Literature DB >> 35646572

Office-Based Intraosseous Infiltrations of PRGF in Knee Osteoarthritis: Description of Technique.

Antonio Ríos Luna1, Homid Fahandezh-Saddi Díaz2, Manuel Villanueva Martinez3, Roberto Prado4, Sabino Padilla4, Eduardo Anitua4.   

Abstract

Knee osteoarthritis is a low-degree inflammatory condition that involves the whole synovial joint tissues as an organ. Recently, a biological approach using plasma rich in growth factors (PRGF) to tackle not only the synovial joint with intraarticular injections of PRGF, but also the subchondral bone with intraosseous infiltrations has been implemented with promising results. However, this procedure requires sedation, which limits the implementation of the procedure to operating room. We propose a modified and less cumbersome PRGF intraosseous infiltration approach for moderate and severe knee osteoarthritis, conducting the procedure in the ambulatory setting assisted with WALANT (wide-awake local anesthesia no tourniquet) technique. The proposed technique with a minimally invasive local anesthesia involves subcutaneous infiltration of lidocaine and epinephrine in a solution without sedation, and using ultrasound guidance, thereby streamlining the original procedure. This procedure is both a cost-effective and safe approach that may contribute to the widespread use of intraosseous infiltrations.
© 2022 The Authors.

Entities:  

Year:  2022        PMID: 35646572      PMCID: PMC9134678          DOI: 10.1016/j.eats.2022.01.009

Source DB:  PubMed          Journal:  Arthrosc Tech        ISSN: 2212-6287


Introduction

Knee osteoarthritis (KOA) is a sterile low-intensity, long-term inflammatory condition that disrupts the whole synovial joint tissue homeostasis as an organ. There is increasing evidence pointing to subchondral bone as the initial tissue responsible for pain and the low degree of chronic inflammation, which may be the primary driver of KOA., Whereas the intra-articular delivery of therapeutic agents reaches the synovial membrane (SM) and the articular cartilage (AC), it may make this route insufficient to tackle the subchondral bone. A safe and efficacious biological strategy to treat moderate and severe KOA is the combination of intra-articular and intraosseous injections of PRGF., Accordingly, several groups have already showed that this approach is safe, and it provides longer-term clinical benefits compared with intra-articular injections of PRGF alone, in moderate and severe KOA., Moreover, PRGF multimolecular intervention has been shown to positively restore an anti-inflammatory and trophic microenvironment and reduce joint pain and inflammation.,, Whereas the intra-articular injections are carried out in the ambulatory setting, the intraosseous infiltrations are performed in the operating room, assisted by a fluoroscope or ultrasound (US) guidance.,, WALANT (wide-awake local anesthesia no tourniquet) technique is a minimally invasive local anesthesia involving subcutaneous infiltration of lidocaine and epinephrine in a solution, which is extensively used in the treatment of distal radius fractures and in wide awake hand in-office surgery being both cost-effective and safe approaches.12, 13, 14 We propose a modified and less cumbersome PRGF intraosseous infiltration approach for moderate and severe KOA by carrying out the procedure in the ambulatory setting assisted with WALANT technique, without sedation, and using US guidance, thereby streamlining the original procedure.

General Considerations

The study was carried out in accordance with the international standards from the latest revised World Medical Association Declaration of Helsinki (Brazil, 2013). Patients whose KOA diagnosis was Ahlbäck degree II, III, and IV based on clinical symptoms and radiographic findings are treated with the proposed approach. In the first procedure, each patient receives one intraarticular injection and two intraosseous infiltrations of PRGF (one in tibial plateau and the other in femoral condyle). Two more weekly intra-articular injections of PRGF are performed.

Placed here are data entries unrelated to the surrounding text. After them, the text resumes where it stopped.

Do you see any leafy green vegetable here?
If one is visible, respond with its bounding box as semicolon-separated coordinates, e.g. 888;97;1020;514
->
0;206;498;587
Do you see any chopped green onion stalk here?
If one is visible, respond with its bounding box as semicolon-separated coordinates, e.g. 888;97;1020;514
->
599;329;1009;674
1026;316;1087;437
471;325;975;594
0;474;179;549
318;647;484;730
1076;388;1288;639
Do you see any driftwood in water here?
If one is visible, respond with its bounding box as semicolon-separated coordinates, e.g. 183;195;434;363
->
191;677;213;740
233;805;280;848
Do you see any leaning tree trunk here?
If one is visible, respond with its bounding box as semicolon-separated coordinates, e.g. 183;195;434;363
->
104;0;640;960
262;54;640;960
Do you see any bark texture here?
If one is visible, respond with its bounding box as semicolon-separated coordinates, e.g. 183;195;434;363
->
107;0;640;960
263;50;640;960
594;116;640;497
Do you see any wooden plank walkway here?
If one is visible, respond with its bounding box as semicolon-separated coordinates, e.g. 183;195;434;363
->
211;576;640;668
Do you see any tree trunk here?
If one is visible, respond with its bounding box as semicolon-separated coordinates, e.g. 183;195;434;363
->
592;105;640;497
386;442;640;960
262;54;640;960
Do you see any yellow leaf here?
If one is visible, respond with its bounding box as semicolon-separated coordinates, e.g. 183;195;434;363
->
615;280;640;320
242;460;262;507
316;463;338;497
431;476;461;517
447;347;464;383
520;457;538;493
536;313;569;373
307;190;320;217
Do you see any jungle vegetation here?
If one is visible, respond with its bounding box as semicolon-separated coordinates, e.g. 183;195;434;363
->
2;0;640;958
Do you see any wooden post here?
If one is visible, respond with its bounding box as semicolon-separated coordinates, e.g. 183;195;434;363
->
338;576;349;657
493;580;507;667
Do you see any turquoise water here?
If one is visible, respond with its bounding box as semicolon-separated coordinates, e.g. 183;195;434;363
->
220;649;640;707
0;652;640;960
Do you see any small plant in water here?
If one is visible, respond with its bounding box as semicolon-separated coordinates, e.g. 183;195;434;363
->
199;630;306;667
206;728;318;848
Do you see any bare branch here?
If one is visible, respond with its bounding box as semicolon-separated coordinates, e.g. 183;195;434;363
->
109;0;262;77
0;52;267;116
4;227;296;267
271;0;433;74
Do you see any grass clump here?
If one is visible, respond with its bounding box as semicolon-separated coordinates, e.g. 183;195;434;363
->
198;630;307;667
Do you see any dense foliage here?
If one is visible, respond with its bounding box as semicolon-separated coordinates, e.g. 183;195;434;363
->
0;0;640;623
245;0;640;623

Surgical Technique (With Video Illustration)

PRGF Preparation

The procedure is carried out in the ambulatory setting. First, to obtain the PRGF the blood withdrawal is performed in the same room where the procedure is implemented. Platelet-rich plasma (PRP) is prepared according to the PRGF-Endoret method. Briefly, 80 mL of peripheral venous blood is withdrawn from the patient and collected in 9-mL tubes containing sodium citrate (3.8% wt/vol) as anticoagulant. Then, the blood tubes are centrifuged at 580 g for 8 min at room temperature in the PRGF-Endoret System IV centrifuge (BTI Biotechnology Institute, S.L., Vitoria, Álava, Spain). The 2-mL plasma fraction located just above the sedimented red blood cells, is collected in a tube without aspirating the buffy coat. This plasma fraction (F2) presents approximately twofold the platelet count of peripheral blood with scarce leukocytes. Prior to the infiltration, the PRGF (F2 fraction) is activated by adding 20 μL of calcium chloride (10% wt/vol) per milliliter of liquid PRGF.

Patient Preparation

After blood extraction, the patient is positioned supine on the office room table (Video 1). By using an Ultrasound E15 (Alpinion Medical Systems, Seoul, Korea), the joint line, the tibial plateau, and femoral condyle are located, explored, and visualized (Fig 1A). Moreover, after locating the articular line by US examination, the two insertion points in the medial region of the knee where we plan to perform the intraosseous infiltrations are drawn as follows: in the case of tibial plateau 2 cm distally from the knee joint line and 2 cm proximally in the case of femoral condyle. Then, the infiltration area, which encompasses the two entry points and 10 cm area both proximal and distal to the intraosseous infiltration entry point, is prepared with a povidone-iodine solution, finally covering the treatment region with fenestrated sterile drapes. Therefore, we perform the intraosseous infiltrations in minor procedure rooms with field sterility rather than in the operating room with full sterility. The surgeon wears a mask, sterile gloves, and disposable surgical dressing gown, and the patient is not fully draped.
Fig 1

(A) The patient is placed in the supine position and the joint line (JL), the tibial plateau (TP), and femoral condyle (FC) are located using ultrasound. (B to F) Anesthesia injection process in the tibial plateau, according to the WALANT (wide-awake local anesthesia no tourniquet) technique. The needle is introduced through the tissue and the anesthetic (lidocaine and epinephrine solution) is administered in a star manner around and in the place where the trocar is to be inserted. FC, femoral condyle; JL, joint line; TP, tibial plateau.

(A) The patient is placed in the supine position and the joint line (JL), the tibial plateau (TP), and femoral condyle (FC) are located using ultrasound. (B to F) Anesthesia injection process in the tibial plateau, according to the WALANT (wide-awake local anesthesia no tourniquet) technique. The needle is introduced through the tissue and the anesthetic (lidocaine and epinephrine solution) is administered in a star manner around and in the place where the trocar is to be inserted. FC, femoral condyle; JL, joint line; TP, tibial plateau.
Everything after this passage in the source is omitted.